Suite à la séance, je me dis (et je note) : de la patience / cette aventure ne semble pour l'instant ne pouvoir produire qu'une suite de performances à saucissonner pour en faire une chorégraphie. Le lendemain je me dis je tourne comme un ours en cage. Le lendemain je me dis je tourne comme un ours en cage.
Je me secoue, je me remue, je "vis mon corps" (ou tout autre énoncé d'atelier de merde) et mes gestes se perdent dans le néant. Comment en profiter ? Comment en profiter et en faire une chose, une molécule ? J'ai trois espaces : un fixe mais multiple (la salle) qui en contient un modulable (le champ de la caméra) et un mobile (mon envergure — mes bras, mes jambes). Chaque geste que j'exécute se fait dans ces trois espaces, ne peut sortir de la salle, peut échapper au champ de la caméra, est circonscrit à mon envergure (ou pas ?). Chaque geste que j'exécute traverse ou relie ou isole ces espaces. Chaque geste que j'exécute participe à des degrés différents de ces espaces. Ces espaces pourraient-ils être mes aunes ? Des gestes à l'aune (aux aunes) de ces espaces ? Il y a de la rotation d'atomes, il y a de la cosmographie. Il y a un arbre à feuilles alternes, décidues, à sommet obtus presque échancré d'un vert profond donnant de petits fruits à écaille appelé aulne.
Reste le temps.

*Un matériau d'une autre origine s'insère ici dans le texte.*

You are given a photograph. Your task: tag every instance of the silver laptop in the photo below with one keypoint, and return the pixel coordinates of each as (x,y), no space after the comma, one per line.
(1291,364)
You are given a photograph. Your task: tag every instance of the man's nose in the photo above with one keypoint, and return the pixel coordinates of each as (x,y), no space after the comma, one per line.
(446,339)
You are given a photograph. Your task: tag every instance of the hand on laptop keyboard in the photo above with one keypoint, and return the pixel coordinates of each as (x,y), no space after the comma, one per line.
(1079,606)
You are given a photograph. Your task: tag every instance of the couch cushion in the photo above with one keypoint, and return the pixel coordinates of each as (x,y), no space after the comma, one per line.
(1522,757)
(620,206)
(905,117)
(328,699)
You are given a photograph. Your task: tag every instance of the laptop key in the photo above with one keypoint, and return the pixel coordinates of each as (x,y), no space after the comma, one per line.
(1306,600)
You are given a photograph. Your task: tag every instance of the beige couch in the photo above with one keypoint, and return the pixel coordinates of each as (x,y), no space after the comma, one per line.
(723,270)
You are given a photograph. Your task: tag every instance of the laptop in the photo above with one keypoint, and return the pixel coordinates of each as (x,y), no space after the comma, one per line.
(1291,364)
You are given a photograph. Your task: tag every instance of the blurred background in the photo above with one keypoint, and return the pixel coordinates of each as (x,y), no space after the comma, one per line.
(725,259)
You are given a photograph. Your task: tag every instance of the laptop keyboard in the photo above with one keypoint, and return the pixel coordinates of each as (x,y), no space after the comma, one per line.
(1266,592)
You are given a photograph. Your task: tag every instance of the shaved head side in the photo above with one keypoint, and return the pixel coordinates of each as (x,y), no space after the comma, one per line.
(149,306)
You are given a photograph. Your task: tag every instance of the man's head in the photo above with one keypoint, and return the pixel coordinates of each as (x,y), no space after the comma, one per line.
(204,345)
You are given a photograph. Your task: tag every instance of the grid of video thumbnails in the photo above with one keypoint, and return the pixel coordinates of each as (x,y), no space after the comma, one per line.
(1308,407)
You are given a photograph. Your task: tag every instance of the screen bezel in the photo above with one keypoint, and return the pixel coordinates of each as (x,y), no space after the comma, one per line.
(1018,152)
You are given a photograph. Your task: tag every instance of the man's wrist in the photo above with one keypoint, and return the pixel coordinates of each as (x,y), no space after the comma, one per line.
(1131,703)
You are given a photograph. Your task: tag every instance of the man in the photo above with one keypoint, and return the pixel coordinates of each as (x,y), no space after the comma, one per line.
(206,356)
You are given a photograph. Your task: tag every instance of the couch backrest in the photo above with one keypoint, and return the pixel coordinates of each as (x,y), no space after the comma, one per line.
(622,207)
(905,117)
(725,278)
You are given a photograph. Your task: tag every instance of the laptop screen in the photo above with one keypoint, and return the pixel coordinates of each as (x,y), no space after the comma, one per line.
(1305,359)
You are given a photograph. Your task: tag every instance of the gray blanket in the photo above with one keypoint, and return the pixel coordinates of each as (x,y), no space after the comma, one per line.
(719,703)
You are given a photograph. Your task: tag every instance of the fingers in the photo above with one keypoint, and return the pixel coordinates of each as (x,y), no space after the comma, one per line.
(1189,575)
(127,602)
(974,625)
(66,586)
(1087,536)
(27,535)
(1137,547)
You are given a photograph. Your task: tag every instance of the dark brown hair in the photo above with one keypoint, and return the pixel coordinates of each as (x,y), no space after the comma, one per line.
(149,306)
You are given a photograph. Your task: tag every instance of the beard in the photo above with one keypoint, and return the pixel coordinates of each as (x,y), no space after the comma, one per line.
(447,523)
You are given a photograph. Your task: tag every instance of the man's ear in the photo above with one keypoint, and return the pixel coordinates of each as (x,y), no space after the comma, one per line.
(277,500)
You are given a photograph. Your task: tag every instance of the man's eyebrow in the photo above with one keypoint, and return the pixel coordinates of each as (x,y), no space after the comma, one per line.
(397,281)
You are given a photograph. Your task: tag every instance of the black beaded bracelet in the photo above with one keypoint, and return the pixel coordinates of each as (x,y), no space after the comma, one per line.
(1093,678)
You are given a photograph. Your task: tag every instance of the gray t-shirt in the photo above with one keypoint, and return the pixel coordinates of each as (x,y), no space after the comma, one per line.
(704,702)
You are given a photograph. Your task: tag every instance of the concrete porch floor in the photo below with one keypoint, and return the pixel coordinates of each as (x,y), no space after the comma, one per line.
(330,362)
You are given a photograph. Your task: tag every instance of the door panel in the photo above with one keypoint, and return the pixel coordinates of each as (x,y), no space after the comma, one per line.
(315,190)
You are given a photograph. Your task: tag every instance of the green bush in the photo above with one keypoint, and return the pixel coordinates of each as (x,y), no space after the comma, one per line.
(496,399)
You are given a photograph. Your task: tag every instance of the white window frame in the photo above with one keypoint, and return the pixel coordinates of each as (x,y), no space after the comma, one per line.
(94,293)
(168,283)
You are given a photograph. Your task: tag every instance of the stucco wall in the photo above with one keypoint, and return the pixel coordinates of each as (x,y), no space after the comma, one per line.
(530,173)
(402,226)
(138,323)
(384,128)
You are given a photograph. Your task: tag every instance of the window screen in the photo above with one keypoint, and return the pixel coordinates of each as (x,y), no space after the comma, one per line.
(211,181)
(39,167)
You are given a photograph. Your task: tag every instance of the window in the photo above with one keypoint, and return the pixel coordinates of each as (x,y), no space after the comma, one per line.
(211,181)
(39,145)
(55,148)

Le temps de chaque geste le singularise : la combinaison espace/temps.
Reste l'exécution.
"La danse c'est la tension". Où puis-je, moi domestique danseur (I dance myself when I was eight), trouver, utiliser, restituer cette tension ? De quoi est faite mon exécution ? Les plages d'impro (un geste en tire un autre) sont faciles et relâchent souvent la_t_tension. La derniére m'a permis d'utiliser des gestes élaborés dans des moments plus studieux.
Je peux avoir des gestes, des espaces, des durées (des temps).
Pour dire quoi ?
Raconter!
Je tourne en cage, comme un ours en cage comme un lion au bout d'une longe un lion en cage un cheval au bout d'une longe. Si je veux sortir la longe s'allonge, la cage s'agrandit : longe et cage sont horizon. Il faut oublier la cage. Si le poisson est partout dans la mare, la cage elle n'existe pas. Mathématique! Parce que la cage est un obstacle, je présuppose qu'elle n'existe pas : je ne suis pas limité par mes espaces, car mes espaces sont partout dans la mare.
Bien.
Qu'y ferais-je ?
Ma première idée (spontanéité!) est de continuer à arpenter chaque courbe, chaque couche, chaque tranche horizontale ou verticale de ces espaces, en établir la carte volumétrique (modélisation 3d, powerpoint, communication à Lancet) : heu! dessiner un volume! beurk!
Dessiner le volume de moi dans ce volume qui serait moi ?
MOIDANSCEVOLUMEQUIESTCEVOLUME=MACIRCONFÉRENCE ("celui qui produit le pain n'est-il pas le pain lui-même ?")
Encore prisonnier! mais au moins arpenter ma circonférence et les indigènes doivent y parler une langue que je peux apprendre.

dans Tête d'Or de Claudel, le désir vs la chimère + "je vivrais dans l'herbe comme un bœuf". Danser et l'herbe et le bœuf et le bœuf dans l'herbe.